Affordability - Big Improvement in Most Markets
April 3, 2009
By Selma Lewis, Research Economist
Affordability has been a major concern as home prices in some markets more than doubled earlier in the decade. After a period in the 1990s of great affordability when mortgage costs were between 20 and 35 percent of household income for most U.S. markets, the period after the year 2000 was marked by falling affordability, and in some markets, extreme un-affordability. Still, not all markets observed the same levels of increased housing prices and decreased affordability.
When measuring affordability, it is important to not only look at housing prices, but also to consider variables such as mortgage rates and area household incomes. Based on this data, we have calculated median mortgage payments as a percent of an area's median household income to measure affordability in several markets across the country.

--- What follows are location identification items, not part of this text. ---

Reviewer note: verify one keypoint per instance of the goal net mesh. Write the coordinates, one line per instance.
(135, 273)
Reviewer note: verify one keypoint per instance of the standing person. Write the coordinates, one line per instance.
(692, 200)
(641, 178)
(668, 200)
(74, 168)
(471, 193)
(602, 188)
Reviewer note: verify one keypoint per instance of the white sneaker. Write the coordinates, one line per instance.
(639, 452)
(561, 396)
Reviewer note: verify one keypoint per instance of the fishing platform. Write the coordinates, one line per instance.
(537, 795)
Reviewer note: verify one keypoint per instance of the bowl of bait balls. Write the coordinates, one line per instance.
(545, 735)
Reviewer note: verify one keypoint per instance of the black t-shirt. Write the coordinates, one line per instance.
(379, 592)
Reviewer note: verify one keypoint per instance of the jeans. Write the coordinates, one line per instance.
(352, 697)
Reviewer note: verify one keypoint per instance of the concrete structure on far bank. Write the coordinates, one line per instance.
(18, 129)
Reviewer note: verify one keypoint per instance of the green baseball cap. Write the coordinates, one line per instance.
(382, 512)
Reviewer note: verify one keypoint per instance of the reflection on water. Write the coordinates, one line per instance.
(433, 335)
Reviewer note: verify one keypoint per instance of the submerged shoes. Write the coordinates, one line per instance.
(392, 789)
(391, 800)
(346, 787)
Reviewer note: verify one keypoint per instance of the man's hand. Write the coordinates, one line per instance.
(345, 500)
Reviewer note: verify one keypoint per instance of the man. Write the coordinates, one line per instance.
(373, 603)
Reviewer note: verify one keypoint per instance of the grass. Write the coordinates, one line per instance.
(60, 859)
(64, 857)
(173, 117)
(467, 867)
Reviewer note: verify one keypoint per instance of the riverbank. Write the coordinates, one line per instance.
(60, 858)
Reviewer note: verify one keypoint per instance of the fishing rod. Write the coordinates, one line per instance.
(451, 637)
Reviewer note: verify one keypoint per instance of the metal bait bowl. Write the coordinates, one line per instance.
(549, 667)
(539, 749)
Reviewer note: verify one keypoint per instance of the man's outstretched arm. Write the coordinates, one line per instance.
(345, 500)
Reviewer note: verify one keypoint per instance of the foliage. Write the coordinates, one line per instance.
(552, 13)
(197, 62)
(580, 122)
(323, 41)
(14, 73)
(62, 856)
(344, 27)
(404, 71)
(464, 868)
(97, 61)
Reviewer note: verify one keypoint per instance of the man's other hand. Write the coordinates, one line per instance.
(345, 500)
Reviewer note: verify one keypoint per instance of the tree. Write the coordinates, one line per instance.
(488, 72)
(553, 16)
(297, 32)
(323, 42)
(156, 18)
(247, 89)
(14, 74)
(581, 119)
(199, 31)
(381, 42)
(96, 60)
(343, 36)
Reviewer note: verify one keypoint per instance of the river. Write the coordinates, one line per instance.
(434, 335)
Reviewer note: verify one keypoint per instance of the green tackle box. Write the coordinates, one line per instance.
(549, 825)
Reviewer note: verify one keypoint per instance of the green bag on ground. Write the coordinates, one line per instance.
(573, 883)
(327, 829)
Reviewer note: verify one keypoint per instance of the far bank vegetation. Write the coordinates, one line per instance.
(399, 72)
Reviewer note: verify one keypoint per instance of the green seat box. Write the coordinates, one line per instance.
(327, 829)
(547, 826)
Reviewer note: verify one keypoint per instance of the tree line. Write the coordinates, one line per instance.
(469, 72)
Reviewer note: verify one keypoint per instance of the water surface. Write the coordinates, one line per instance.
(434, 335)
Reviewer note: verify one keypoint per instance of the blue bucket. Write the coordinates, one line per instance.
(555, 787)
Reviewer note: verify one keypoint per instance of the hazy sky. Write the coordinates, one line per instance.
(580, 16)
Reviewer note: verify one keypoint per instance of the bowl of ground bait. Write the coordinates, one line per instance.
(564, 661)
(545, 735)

Observing affordability over a period of the past 18 years (1990 through 2008) highlights two distinct patterns among different metropolitan areas. The first group of markets clearly exhibits a sharp rise in housing prices significantly exceeding income growth, accordingly leading to falling affordability. For example, prices in San Diego, CA, rose significantly between 2002 and 2006 with mortgage costs for the median priced home going from around 40 percent of income to almost 70 percent of income. Nevertheless, with prices falling, interest rates low, and generally improving affordability conditions, the affordability of the San Diego housing market is now back to the levels of 2000 (see Figure 1). Although not to the same extreme, other markets experienced similar declining affordability during the boom with a return to affordability levels earlier in the decade. Miami, FL and Boston, MA exemplify such cases (Figure 1). More specifically, coastal markets, East and West, experienced much greater affordability challenges than did the markets in the central part of the country.

Figure 1
Another group of markets, though experiencing some levels of decreasing affordability, remained relatively stable over the same period. Such markets, for example, saw mortgage costs rise from about 20 percent of income to about 40 percent for the median priced home. These rates, even during the housing boom were well below the elevated rates observed in the first group of markets. As shown in Figure 2, affordability in Philadelphia, Portland, and Washington DC, for example, remained relatively steady, with again a significant drop after 2006. In several cases affordability conditions are similar to levels seen before the 2000. By the end of 2008, affordability in Washington DC was above the level of 1990, for example.
In addition, while sweeping price increases started early in this decade for the first group of markets, the second group, with smaller increases, also observed changes several years later, starting around 2003.